El lenguaje orienta la atención y da sentido a lo que hacemos. Las palabras no solo describen la realidad: la enfocan y la construyen. Según cómo hablemos, podemos guiar a los alumnos hacia un aprendizaje con propósito o reducir la experiencia educativa a simples tareas sin sentido.

Las expectativas del docente influyen profundamente en el aprendizaje de los estudiantes. Aquello que creemos sobre ellos se convierte muchas veces en el techo de su crecimiento. El efecto Pigmalión nos recuerda que los alumnos aprenden, sobre todo, de lo que esperan de sí mismos, expectativas que muchas veces nacen de la mirada del educador. Por eso, los prejuicios deben ser hipótesis revisables, no etiquetas definitivas. Educar es creer en el potencial del otro y crear entornos donde todos puedan crecer sin ser encasillados.

Aprendemos en gran parte por imitación. Gracias a las neuronas espejo, incorporamos formas de sentir y actuar observando a otros. Por eso, en la escuela el modelaje es clave: lo que hacemos enseña más que lo que decimos. Para los cristianos, el testimonio es esencial: la incoherencia confunde y debilita el mensaje. El docente está llamado a ser un eterno aprendiz, porque cuando sigue creciendo, despierta en sus alumnos el deseo de aprender.

El rol del maestro va más allá de transmitir contenidos. Enseñar es acompañar: estar cerca sin invadir, escuchar sin imponer, hacer preguntas y respetar los tiempos, el silencio y los procesos. El maestro no arrastra, camina al lado. Además, gestiona el aprendizaje sin colocarse como centro del aula y participa como cocreador de una comunidad donde se promueve el sentido de pertenencia, el cuidado mutuo y el crecimiento compartido.
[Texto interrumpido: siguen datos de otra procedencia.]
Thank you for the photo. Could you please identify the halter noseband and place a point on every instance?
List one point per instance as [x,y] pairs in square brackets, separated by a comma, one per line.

En todo proceso de acompañamiento y en las relaciones asimétricas es natural que aparezca la transferencia. Los alumnos pueden proyectar en los docentes figuras significativas de su historia —como figuras paternas o de autoridad— junto con emociones y reacciones asociadas. También los educadores pueden verse atravesados por estas dinámicas. Por eso, la clave no es actuar desde la transferencia, sino interpretarla con conciencia y prudencia. Comprender lo que se juega en el vínculo permite acompañar mejor, cuidar la relación y ayudar auténticamente al otro, que es siempre la misión.

Reflexionamos sobre la libertad humana como una realidad limitada, pero no condicionada: aunque todo influye —la historia personal, las circunstancias y los límites propios de la naturaleza humana— nada determina de modo absoluto nuestra capacidad de obrar el bien. Desde esta perspectiva, la libertad se comprende como la posibilidad responsable de elegir el bien, asumir quiénes somos y responder por los demás, incluso en contextos adversos.

Formar en la libertad implica renunciar a la necesidad de imponer o controlarlo todo para aprender a acompañar procesos. La educación es un camino gradual, donde la libertad es indispensable y la retroalimentación ayuda más que la simple indicación. Educar en libertad es enseñar a pensar, discernir y escuchar la voz de Dios que habita en el interior de cada persona, para que el aula se convierta en un verdadero espacio de encuentro.

Reflexionamos sobre la importancia de distinguir entre elementos morales y elementos culturales. Se afirma que los principios morales son absolutos, inscritos en la naturaleza humana y expresados en los mandamientos, mientras que los elementos culturales son relativos, nacidos de convenciones sociales y no necesariamente negativos. Frente al riesgo del relativismo y del fundamentalismo, se propone el discernimiento como clave para una formación ética madura.